Thursday, January 21, 2010

Your "Elevator" Speech


As the spring semester begins, and fraternity and sorority students around the country prepare for membership recruitment and intake processes, my mind wanders to all of those young men and women joining our chapters. I also think about all of those individuals who never joined, or will never join, based on the picture we paint of our organizations and our values. What image do you portray? How are your values evident in your everyday words and actions? What is your "elevator speech"?

I feel like I always pick on fraternity men, but unfortunately, they keep giving me material. (Feel free to stop anytime...) Recently, I overheard an elevator conversation about hazing. Members of an organization were filling a crowded elevator as we descended floors in a hotel, and one young man suggested that we ask the associate members of this group to step off and allow the initiated members to fill the elevator first. Someone else suggested that this was a constructive form of hazing. (For the record, he thought an "un-constructive" form of hazing would be to ask "pledges" to eat 12 Krispy Kreme doughnuts.)
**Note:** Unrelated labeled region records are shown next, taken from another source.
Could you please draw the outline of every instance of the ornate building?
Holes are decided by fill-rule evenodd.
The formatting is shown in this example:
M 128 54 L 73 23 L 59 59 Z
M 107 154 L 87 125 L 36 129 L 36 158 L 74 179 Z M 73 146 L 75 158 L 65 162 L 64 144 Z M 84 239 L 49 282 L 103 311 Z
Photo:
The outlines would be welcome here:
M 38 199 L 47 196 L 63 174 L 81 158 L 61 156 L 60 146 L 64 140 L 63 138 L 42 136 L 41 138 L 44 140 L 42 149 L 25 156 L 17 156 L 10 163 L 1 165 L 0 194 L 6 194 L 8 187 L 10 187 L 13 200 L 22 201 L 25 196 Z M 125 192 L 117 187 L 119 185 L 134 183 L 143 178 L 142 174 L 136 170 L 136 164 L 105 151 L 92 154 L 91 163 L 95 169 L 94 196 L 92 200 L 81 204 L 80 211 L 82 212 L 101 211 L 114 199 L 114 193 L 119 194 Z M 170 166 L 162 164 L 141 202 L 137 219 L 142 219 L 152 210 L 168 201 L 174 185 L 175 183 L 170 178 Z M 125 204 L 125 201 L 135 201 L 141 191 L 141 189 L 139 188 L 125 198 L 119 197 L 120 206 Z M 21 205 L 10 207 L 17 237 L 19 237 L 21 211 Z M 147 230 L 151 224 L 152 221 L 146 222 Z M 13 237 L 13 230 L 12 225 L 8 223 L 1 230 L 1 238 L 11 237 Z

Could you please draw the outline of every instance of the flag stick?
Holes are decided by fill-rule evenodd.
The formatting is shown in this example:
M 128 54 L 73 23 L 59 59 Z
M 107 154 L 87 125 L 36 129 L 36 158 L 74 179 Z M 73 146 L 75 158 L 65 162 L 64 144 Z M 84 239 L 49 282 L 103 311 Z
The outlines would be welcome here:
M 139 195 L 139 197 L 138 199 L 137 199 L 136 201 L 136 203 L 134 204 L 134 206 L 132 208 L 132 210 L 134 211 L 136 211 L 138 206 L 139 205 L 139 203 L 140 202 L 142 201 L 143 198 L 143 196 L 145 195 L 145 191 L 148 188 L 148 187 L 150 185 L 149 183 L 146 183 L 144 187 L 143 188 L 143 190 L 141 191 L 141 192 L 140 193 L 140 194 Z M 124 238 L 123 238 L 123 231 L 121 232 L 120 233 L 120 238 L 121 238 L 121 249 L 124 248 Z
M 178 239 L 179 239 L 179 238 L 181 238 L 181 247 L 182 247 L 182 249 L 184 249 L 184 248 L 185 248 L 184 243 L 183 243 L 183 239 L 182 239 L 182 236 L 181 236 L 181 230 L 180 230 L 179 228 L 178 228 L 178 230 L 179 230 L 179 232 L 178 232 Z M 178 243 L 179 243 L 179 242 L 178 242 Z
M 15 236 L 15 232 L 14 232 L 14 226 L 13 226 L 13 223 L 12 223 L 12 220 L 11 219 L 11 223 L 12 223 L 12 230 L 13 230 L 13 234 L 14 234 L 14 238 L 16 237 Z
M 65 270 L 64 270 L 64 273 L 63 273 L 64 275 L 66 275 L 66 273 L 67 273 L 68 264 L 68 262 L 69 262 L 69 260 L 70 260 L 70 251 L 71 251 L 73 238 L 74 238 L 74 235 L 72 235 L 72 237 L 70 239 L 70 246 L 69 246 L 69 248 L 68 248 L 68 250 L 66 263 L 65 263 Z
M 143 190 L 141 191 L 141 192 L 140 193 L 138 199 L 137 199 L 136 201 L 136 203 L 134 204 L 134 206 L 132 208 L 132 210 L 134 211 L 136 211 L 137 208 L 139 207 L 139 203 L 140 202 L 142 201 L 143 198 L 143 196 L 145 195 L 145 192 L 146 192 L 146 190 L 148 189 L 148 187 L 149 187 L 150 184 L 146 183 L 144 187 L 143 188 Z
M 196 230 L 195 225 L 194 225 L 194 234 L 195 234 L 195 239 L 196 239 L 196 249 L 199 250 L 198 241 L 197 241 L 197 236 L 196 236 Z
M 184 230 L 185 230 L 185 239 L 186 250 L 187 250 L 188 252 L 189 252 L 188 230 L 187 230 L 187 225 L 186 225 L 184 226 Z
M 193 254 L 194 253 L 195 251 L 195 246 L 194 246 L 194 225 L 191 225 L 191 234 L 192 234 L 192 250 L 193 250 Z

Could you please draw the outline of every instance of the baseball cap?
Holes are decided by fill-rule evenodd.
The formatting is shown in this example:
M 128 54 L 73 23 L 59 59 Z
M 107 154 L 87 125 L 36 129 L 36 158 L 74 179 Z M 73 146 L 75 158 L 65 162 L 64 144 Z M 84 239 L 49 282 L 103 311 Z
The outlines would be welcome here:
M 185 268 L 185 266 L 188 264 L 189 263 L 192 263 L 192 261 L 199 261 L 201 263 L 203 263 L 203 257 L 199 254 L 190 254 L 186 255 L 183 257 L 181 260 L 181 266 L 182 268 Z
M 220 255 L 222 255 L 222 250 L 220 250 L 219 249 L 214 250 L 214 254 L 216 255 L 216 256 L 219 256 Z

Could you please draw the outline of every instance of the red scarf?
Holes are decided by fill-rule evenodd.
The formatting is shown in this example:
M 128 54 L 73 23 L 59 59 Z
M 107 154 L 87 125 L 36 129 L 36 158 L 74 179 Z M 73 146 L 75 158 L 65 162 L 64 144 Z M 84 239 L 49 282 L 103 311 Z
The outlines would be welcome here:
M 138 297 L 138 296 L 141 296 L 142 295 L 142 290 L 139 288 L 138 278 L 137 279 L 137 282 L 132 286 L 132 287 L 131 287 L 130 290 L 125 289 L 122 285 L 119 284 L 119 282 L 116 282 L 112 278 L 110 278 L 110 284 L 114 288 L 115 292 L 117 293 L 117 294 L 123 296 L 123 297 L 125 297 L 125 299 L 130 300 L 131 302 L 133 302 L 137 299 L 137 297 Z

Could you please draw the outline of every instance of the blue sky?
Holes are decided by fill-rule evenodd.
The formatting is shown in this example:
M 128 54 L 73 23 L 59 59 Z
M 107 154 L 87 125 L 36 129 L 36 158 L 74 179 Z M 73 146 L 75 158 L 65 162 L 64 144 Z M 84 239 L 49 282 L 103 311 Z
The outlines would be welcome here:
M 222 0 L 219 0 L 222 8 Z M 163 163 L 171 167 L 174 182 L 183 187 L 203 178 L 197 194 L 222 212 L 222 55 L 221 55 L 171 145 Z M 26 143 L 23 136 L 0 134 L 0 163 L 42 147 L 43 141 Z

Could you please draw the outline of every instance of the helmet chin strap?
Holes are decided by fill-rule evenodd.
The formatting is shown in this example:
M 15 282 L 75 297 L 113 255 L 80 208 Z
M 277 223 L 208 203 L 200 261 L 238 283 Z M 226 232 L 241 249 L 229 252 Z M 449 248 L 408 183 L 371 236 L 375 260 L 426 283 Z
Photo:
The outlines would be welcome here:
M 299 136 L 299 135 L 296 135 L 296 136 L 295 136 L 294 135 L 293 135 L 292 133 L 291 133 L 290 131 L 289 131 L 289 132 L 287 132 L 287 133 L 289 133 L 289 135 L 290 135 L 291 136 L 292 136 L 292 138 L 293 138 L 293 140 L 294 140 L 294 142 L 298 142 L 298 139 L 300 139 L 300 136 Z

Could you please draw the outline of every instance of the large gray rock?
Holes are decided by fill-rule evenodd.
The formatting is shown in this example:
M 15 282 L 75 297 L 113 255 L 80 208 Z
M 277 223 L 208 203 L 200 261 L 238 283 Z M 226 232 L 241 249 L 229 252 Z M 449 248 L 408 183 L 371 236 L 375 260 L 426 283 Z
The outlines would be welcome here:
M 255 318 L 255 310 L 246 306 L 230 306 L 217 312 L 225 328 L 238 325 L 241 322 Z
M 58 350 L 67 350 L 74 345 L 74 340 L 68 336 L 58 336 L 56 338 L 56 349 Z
Now, in their defense, these young men had no idea who I was until I spoke up, however, that almost makes it worse. At least I have some knowledge of the fraternal community, and did not form my opinion of fraternities based on this interaction. But what if someone else had been in the elevator? What if a family with teenage children going off to college soon overheard this conversation? What if your University President overheard this conversation? What other conversations do we have, even in fun, that can be interpreted the wrong way by those who have no working knowledge of what we do?

What is your "elevator speech?" How do you positively portray the values and ideals of your organization in your daily interactions with those around you? What might be misinterpreted by those who have no clue about anything other than the stereotypes we fight on a daily basis? How can you step up your game as the new semester begins?